Let \(Y\sim N_{n\times p}( 1\mu^\top , \Sigma\otimes I )\) and let \(\mu \sim N_p(m_0,V_0)\).
- Calculate the posterior distribution of \(\mu| Y,\Sigma\).
- Find the Bayes estimator of \(\mu\) under squared error loss \(L(\hat{\mu},\mu)=||\hat\mu-\mu||^2\).
- Find the Bayes estimator of \(\mu\) under equivariant loss \(L(\hat{\mu} ,\mu)= (\hat\mu - \mu)^\top \Sigma^{-1} (\hat\mu-\mu)\).
Let \(y\sim N_p(\mu, I_p )\) where \(p=3\). Recall from class that the Bayes estimator under the prior distribution \(\mu\sim N(0,\lambda I)\) is \[
\hat\mu_\lambda = (1/\lambda +1)^{-1} y = (1-\frac{1}{\lambda+1}) y.

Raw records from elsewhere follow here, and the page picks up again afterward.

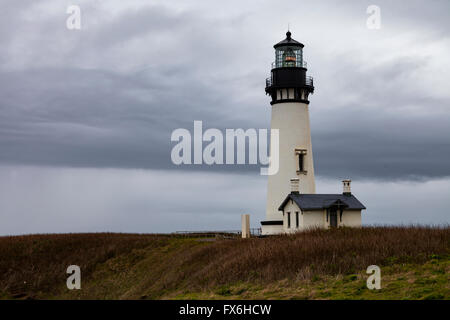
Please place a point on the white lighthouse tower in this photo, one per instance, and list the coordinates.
(289, 88)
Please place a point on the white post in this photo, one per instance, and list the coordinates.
(245, 221)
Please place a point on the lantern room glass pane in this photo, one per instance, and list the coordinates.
(288, 57)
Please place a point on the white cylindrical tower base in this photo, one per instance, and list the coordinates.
(292, 121)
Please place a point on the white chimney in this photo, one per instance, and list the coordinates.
(295, 182)
(347, 189)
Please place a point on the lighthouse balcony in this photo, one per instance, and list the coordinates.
(289, 63)
(308, 82)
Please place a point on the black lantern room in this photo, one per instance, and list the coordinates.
(288, 81)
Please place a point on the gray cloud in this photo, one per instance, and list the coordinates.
(111, 94)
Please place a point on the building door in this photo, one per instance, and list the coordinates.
(333, 218)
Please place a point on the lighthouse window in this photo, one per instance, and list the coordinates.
(289, 219)
(300, 153)
(300, 162)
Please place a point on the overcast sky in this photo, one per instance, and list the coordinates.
(86, 115)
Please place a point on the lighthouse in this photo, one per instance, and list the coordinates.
(289, 87)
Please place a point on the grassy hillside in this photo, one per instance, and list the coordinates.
(318, 264)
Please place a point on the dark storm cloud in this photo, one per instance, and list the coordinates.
(111, 94)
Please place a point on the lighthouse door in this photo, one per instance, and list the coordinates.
(333, 218)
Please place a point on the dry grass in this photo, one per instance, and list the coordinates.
(35, 264)
(308, 254)
(131, 266)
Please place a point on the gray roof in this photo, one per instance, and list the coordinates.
(323, 201)
(288, 42)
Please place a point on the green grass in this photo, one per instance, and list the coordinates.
(414, 262)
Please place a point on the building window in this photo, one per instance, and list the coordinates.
(300, 154)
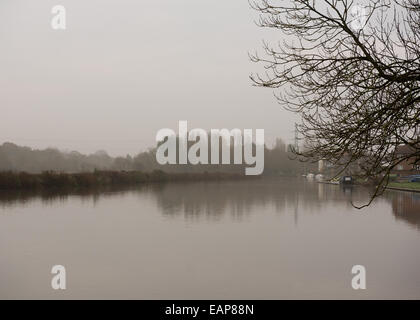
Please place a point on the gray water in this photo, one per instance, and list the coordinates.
(258, 239)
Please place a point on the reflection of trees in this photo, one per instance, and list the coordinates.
(406, 206)
(236, 198)
(239, 198)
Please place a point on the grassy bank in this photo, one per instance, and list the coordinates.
(405, 185)
(48, 180)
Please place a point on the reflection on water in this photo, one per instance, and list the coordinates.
(263, 238)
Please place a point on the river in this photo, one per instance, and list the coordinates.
(257, 239)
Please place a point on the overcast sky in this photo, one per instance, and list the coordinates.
(124, 69)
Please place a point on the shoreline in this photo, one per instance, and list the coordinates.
(22, 181)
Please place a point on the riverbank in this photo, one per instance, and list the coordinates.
(404, 186)
(51, 180)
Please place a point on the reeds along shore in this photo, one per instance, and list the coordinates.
(21, 180)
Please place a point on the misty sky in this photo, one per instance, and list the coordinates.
(124, 69)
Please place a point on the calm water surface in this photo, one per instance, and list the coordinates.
(260, 239)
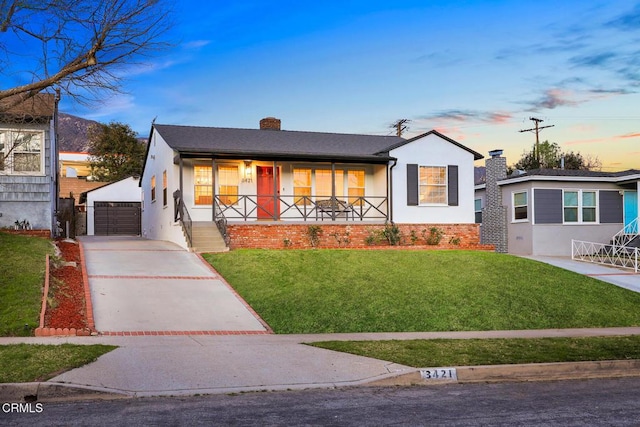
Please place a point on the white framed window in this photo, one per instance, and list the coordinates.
(301, 185)
(202, 185)
(323, 183)
(153, 188)
(520, 204)
(355, 186)
(21, 152)
(228, 180)
(164, 188)
(432, 185)
(579, 206)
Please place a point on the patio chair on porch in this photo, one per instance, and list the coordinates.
(328, 207)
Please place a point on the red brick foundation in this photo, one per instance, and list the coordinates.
(36, 233)
(360, 236)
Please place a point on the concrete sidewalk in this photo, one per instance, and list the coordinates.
(189, 365)
(624, 278)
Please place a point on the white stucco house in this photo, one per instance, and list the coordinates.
(194, 175)
(114, 209)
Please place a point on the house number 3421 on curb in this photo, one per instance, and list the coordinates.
(439, 374)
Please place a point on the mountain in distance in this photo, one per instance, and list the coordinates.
(72, 133)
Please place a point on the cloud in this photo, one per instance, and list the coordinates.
(554, 98)
(469, 116)
(603, 140)
(196, 44)
(629, 135)
(627, 21)
(602, 59)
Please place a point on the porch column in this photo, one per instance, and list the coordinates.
(276, 187)
(213, 189)
(181, 180)
(333, 191)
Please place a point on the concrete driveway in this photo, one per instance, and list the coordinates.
(150, 287)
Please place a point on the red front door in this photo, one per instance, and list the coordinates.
(268, 205)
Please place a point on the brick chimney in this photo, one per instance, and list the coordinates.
(494, 214)
(270, 123)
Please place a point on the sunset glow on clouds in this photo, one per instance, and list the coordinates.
(476, 71)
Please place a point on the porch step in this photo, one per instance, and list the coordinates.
(207, 238)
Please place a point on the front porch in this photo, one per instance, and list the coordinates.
(300, 208)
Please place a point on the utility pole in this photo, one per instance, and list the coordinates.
(400, 126)
(537, 130)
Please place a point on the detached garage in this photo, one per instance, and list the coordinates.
(115, 209)
(116, 218)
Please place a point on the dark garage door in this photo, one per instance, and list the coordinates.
(116, 218)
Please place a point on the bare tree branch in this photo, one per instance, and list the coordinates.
(84, 44)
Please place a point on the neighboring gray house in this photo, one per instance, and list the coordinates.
(28, 165)
(541, 211)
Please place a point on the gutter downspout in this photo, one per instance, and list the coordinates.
(390, 189)
(55, 163)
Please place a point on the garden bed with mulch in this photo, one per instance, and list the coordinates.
(66, 304)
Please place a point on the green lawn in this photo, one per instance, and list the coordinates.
(21, 282)
(473, 352)
(29, 362)
(322, 291)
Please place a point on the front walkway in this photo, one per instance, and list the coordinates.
(149, 287)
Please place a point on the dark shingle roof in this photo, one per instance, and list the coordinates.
(257, 143)
(568, 173)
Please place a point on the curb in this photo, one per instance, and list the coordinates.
(59, 392)
(54, 392)
(523, 373)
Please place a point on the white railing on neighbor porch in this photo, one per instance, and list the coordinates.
(627, 234)
(599, 253)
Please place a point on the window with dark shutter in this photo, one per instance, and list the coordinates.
(412, 185)
(452, 185)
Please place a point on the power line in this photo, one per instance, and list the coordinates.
(537, 130)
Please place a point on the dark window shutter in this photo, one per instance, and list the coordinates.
(412, 185)
(452, 185)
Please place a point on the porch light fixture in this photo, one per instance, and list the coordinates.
(247, 171)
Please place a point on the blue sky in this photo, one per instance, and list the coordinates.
(474, 70)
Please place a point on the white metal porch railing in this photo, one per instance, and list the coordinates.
(599, 253)
(627, 234)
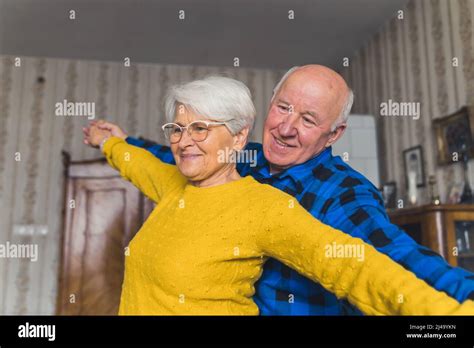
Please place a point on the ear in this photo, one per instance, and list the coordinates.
(240, 139)
(336, 134)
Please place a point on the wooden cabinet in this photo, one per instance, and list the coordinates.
(447, 229)
(102, 213)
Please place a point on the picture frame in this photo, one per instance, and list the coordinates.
(452, 132)
(389, 194)
(413, 160)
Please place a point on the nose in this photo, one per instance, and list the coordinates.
(287, 128)
(185, 140)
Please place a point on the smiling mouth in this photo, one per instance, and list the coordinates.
(188, 156)
(281, 143)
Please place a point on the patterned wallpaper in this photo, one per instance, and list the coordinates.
(31, 188)
(411, 60)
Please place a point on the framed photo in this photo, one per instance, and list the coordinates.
(455, 193)
(413, 159)
(454, 134)
(389, 194)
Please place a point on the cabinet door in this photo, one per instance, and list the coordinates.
(102, 214)
(460, 236)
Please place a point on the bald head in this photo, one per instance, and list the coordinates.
(322, 80)
(307, 114)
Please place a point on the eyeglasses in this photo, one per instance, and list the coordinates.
(197, 130)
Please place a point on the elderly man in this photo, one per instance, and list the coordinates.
(307, 114)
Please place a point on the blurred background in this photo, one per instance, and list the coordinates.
(121, 56)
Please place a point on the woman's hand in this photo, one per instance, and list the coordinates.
(93, 135)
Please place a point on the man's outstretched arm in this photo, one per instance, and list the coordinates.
(364, 217)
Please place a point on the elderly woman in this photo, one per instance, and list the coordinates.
(202, 248)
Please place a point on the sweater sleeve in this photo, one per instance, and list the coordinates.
(149, 174)
(347, 266)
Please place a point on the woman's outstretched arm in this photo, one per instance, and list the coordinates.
(347, 266)
(151, 176)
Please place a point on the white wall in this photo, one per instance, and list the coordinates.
(360, 143)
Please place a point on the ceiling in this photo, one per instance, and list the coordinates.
(213, 32)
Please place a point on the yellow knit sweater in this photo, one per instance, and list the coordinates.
(202, 249)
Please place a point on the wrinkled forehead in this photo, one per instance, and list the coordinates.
(185, 115)
(321, 94)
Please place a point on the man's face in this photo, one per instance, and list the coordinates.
(299, 121)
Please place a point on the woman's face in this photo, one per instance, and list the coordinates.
(199, 161)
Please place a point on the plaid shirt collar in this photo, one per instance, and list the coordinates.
(299, 173)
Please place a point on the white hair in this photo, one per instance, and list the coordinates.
(346, 109)
(215, 97)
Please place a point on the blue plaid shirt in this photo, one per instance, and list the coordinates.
(339, 196)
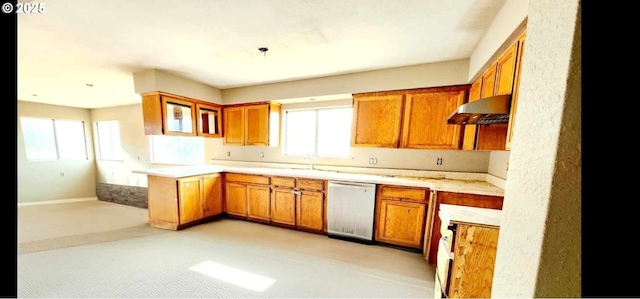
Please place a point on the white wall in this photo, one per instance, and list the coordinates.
(423, 75)
(42, 180)
(498, 163)
(512, 13)
(156, 80)
(539, 249)
(135, 146)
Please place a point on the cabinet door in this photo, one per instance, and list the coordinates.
(257, 125)
(376, 120)
(189, 200)
(178, 117)
(310, 210)
(233, 127)
(212, 195)
(454, 198)
(209, 120)
(283, 206)
(236, 199)
(400, 223)
(470, 131)
(258, 201)
(425, 118)
(516, 87)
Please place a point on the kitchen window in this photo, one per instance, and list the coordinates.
(53, 139)
(323, 132)
(108, 136)
(177, 150)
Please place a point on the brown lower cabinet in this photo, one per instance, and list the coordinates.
(177, 203)
(294, 202)
(400, 215)
(433, 234)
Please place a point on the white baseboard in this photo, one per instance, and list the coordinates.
(48, 202)
(499, 182)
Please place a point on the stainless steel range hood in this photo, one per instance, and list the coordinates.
(486, 111)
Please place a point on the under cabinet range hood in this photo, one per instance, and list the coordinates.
(486, 111)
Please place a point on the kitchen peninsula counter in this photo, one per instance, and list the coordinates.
(472, 184)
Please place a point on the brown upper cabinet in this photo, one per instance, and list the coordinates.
(209, 120)
(252, 124)
(376, 119)
(168, 114)
(498, 79)
(516, 87)
(425, 116)
(408, 118)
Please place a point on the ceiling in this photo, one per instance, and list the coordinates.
(215, 42)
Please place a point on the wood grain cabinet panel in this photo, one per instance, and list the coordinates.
(462, 199)
(236, 199)
(209, 120)
(474, 257)
(233, 125)
(177, 203)
(516, 88)
(259, 202)
(376, 119)
(400, 223)
(252, 124)
(190, 201)
(283, 206)
(310, 210)
(425, 116)
(212, 195)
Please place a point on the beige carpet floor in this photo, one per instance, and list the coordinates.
(122, 257)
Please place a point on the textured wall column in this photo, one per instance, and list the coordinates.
(539, 249)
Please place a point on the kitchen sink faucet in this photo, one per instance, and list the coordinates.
(310, 158)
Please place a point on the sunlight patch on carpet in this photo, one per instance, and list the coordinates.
(234, 276)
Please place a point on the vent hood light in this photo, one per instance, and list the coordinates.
(486, 111)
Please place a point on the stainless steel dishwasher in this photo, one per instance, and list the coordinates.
(351, 211)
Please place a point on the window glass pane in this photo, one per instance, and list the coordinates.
(71, 140)
(300, 138)
(334, 132)
(179, 118)
(39, 138)
(108, 133)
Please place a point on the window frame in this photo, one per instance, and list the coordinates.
(315, 147)
(55, 139)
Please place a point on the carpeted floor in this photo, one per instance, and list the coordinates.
(220, 259)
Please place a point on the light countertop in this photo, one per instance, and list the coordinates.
(469, 215)
(439, 184)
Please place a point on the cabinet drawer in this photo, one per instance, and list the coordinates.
(283, 182)
(247, 178)
(310, 184)
(404, 193)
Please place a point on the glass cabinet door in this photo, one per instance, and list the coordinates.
(209, 120)
(178, 117)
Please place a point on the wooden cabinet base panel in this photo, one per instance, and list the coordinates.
(171, 226)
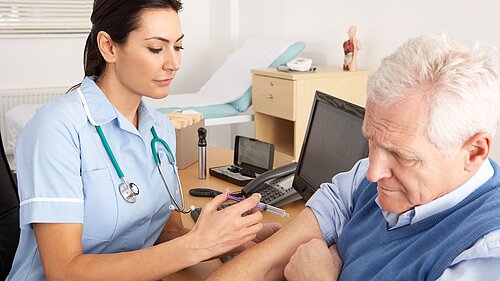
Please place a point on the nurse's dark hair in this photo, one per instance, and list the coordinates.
(117, 18)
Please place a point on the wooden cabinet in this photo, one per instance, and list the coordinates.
(282, 103)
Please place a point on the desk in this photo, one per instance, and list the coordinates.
(189, 179)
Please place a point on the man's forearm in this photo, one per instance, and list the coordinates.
(267, 260)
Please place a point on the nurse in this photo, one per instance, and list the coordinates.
(75, 222)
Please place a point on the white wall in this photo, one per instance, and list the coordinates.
(54, 61)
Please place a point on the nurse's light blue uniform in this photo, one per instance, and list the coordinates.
(65, 176)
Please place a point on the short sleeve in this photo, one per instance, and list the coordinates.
(332, 203)
(48, 170)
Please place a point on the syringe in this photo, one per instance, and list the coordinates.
(264, 207)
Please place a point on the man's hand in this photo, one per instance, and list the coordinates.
(314, 261)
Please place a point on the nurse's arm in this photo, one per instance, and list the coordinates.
(267, 260)
(60, 246)
(60, 249)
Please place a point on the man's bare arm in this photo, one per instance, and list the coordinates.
(267, 260)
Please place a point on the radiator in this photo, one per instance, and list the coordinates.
(12, 98)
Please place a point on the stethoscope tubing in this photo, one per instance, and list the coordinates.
(130, 191)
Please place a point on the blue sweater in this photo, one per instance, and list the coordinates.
(420, 251)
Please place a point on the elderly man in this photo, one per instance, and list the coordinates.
(425, 205)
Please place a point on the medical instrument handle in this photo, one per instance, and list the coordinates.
(202, 153)
(110, 153)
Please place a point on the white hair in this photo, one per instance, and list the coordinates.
(460, 79)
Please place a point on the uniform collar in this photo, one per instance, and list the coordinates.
(98, 108)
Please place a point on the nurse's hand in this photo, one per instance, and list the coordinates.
(218, 232)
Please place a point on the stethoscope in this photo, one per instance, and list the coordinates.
(130, 191)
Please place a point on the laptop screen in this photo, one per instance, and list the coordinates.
(333, 143)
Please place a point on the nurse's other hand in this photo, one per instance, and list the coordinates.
(217, 232)
(326, 261)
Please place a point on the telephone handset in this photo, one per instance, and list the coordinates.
(275, 186)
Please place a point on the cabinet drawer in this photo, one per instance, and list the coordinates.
(274, 96)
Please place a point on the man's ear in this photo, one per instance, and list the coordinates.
(477, 150)
(106, 46)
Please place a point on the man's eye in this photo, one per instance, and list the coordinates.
(406, 162)
(155, 50)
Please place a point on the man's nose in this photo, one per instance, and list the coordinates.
(379, 165)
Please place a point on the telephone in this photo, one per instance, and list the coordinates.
(300, 64)
(275, 186)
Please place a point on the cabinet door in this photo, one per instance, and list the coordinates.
(274, 96)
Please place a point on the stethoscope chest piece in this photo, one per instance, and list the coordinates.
(129, 191)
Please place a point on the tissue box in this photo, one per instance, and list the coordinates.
(186, 124)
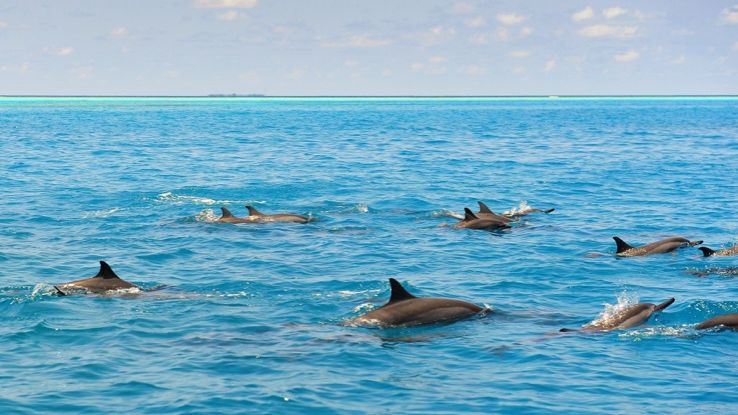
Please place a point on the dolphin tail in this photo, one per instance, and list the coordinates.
(622, 245)
(469, 215)
(484, 208)
(252, 211)
(226, 213)
(663, 305)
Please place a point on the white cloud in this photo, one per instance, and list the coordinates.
(475, 22)
(359, 41)
(473, 70)
(82, 72)
(510, 18)
(226, 4)
(628, 56)
(520, 53)
(730, 15)
(584, 14)
(479, 39)
(436, 35)
(608, 31)
(550, 65)
(613, 12)
(65, 51)
(119, 32)
(22, 69)
(364, 41)
(229, 16)
(296, 74)
(434, 66)
(462, 8)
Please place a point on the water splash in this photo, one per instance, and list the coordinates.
(207, 215)
(447, 213)
(175, 199)
(611, 311)
(522, 209)
(101, 213)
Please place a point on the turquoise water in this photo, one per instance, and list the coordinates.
(251, 320)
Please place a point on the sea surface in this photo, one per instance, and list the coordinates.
(252, 317)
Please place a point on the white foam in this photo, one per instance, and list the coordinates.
(656, 332)
(206, 215)
(169, 197)
(362, 307)
(522, 209)
(447, 213)
(101, 213)
(625, 299)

\] Using a simulation study or otherwise, compute (approximately) the risk of \[
\hat\mu_{\hat\lambda} = (1-\frac{1}{\hat\lambda+1}) y.
\] and of \[
\hat\mu_{JS} = (1-\widehat{\frac{1}{\lambda+1}}) y
\] where \(\hat\lambda\) is an unbiased estimator of \(\lambda\) under the marginal distribution of \(y\), and \(\hat\mu_{JS}\) is the James-Stein estimator. Plot the risk as a function of \(||\mu||^2\) and compare to that of the unbiased estimator \(y\).
Consider estimating \(\Sigma\) based on observing \(S\sim W_{n}(\Sigma)\) for some unknown \(\Sigma\in \mathcal S_p^+\).
- Show that the model is GL-invariant, that is, invariant under transformations of the form \(gS = ASA^\top\) for some non-singular \(p\times p\) matrix \(A\).
- Show that the loss function \(L(\hat\Sigma,\Sigma) = \text{tr}(\hat\Sigma\Sigma^{-1}) - \log |\hat\Sigma \Sigma^{-1}|\) is invariant, in that \(L(A\hat\Sigma A^\top, A\Sigma A^\top)= L(\hat\Sigma,\Sigma)\) for all such \(A\).
- Show that if \(\hat\Sigma\) is GL-equivariant, then \(\hat\Sigma=cS\) for some \(c>0\).